Enfin, le prix, ventilé selon huit prestations nécessaires à la réalisation du rabattement de la nappe, a été déterminé par les parties de façon précise, globale et définitive à la somme de 40 000 euros HT « pour 45 jours de fonctionnement », durée portée à « 52 jours calendaires à compter du 25 novembre 2019 » comme en attestent les conditions particulières de la commande des travaux.

En conséquence, les parties sont liées par un marché à forfait soumis aux dispositions de l'article 1793 du code civil.

Selon l'article 1 des conditions générales de la commande du 30 octobre 2019, l'entrepreneur s'engage à exécuter les travaux objets dudit contrat pour la somme globale et forfaitaire fixée dans les conditions particulières, en l'occurrence la somme de 40 000 euros HT.

Dès lors, la société Unimat ne peut échapper à ce régime en se prévalant avoir réalisé des prestations postérieurement au terme des 52 jours de fonctionnement expressément convenus, ce qui correspond à la prolongation de son intervention - peu important la partie en étant à l'origine - dans l'exécution du contrat et non à la naissance d'une nouvelle relation contractuelle venant se substituer à la précédente.

Selon ce même article, « ne seront considérés comme travaux supprimés, modifiés ou supplémentaires que les travaux faisant l'objet d'un avenant signé par les parties ou à défaut d'un ordre de modification notifié par LRAR ».

Il est constant et non contesté qu'aucun avenant ni ordre écrit notifié par lettre recommandé n'a précédé l'exécution des travaux supplémentaires accomplis par la société Unimat.

Or, en l'absence de respect de ce formalisme, il ne peut être déduit du seul courriel que la société HPL TEME a adressé le 17 mars 2020 à la société Unimat (« Pour le moment le chantier n'est pas censé être à l'arrêt, aussi, je vous remercie de bien vouloir laisser la pompe active pour le moment.
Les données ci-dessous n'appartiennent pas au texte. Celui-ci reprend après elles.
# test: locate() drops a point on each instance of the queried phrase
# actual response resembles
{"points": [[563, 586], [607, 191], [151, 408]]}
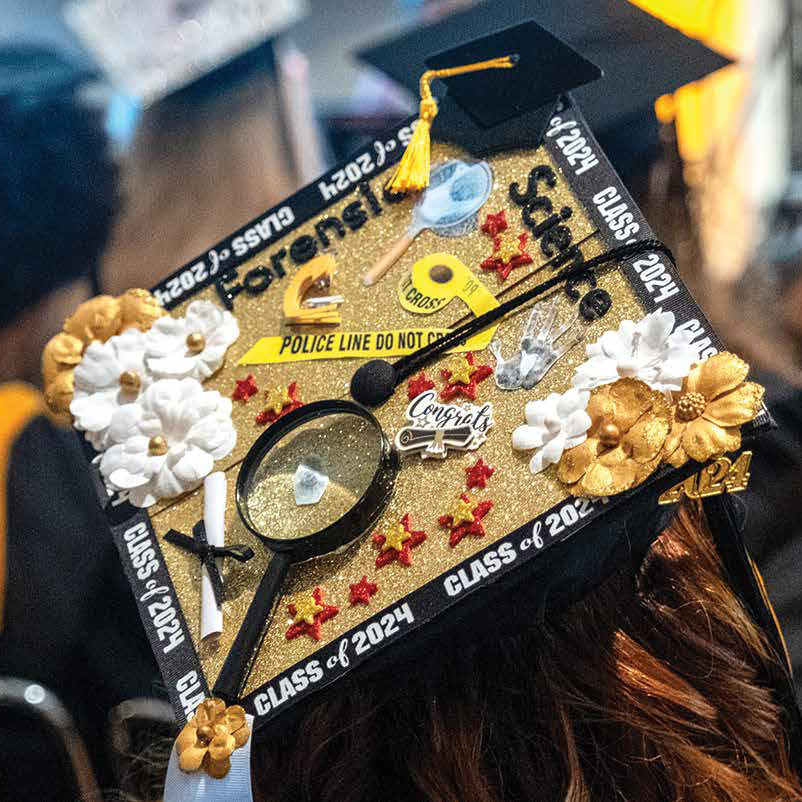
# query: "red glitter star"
{"points": [[398, 543], [420, 384], [289, 402], [478, 373], [478, 474], [506, 254], [474, 528], [313, 630], [245, 389], [362, 591]]}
Nous vous tiendrons informés si la situation venait à changer ») l'existence de travaux supplémentaires demandés par le maître d'ouvrage et devant en conséquence s'ajouter au marché initial dans le cadre d'un marché à forfait.

La société Unimat ne justifie en conséquence sa créance au titre de travaux supplémentaires, et il convient, par substitution de motifs, de confirmer le jugement l'ayant déboutée de sa demande en paiement.

Sur les demandes accessoires

Le jugement sera confirmé s'agissant de la condamnation de la société Unimat aux dépens.

La société Unimat qui succombe sera condamnée aux dépens d'appel.

L'équité commande que la société Unimat soit condamnée à payer à la société HPL TEME la somme de 3000 euros au titre de l'article 700 du code de procédure civile.

PAR CES MOTIFS,

La Cour,

Confirme le jugement du tribunal de commerce de Paris du 3 février 2023 en toutes ses dispositions,

Y ajoutant,

Condamne la société Unimat à payer à la société HPL TEME la somme de 3000 euros au titre de l'article 700 du code de procédure civile,

Condamne la société Unimat aux dépens d'appel.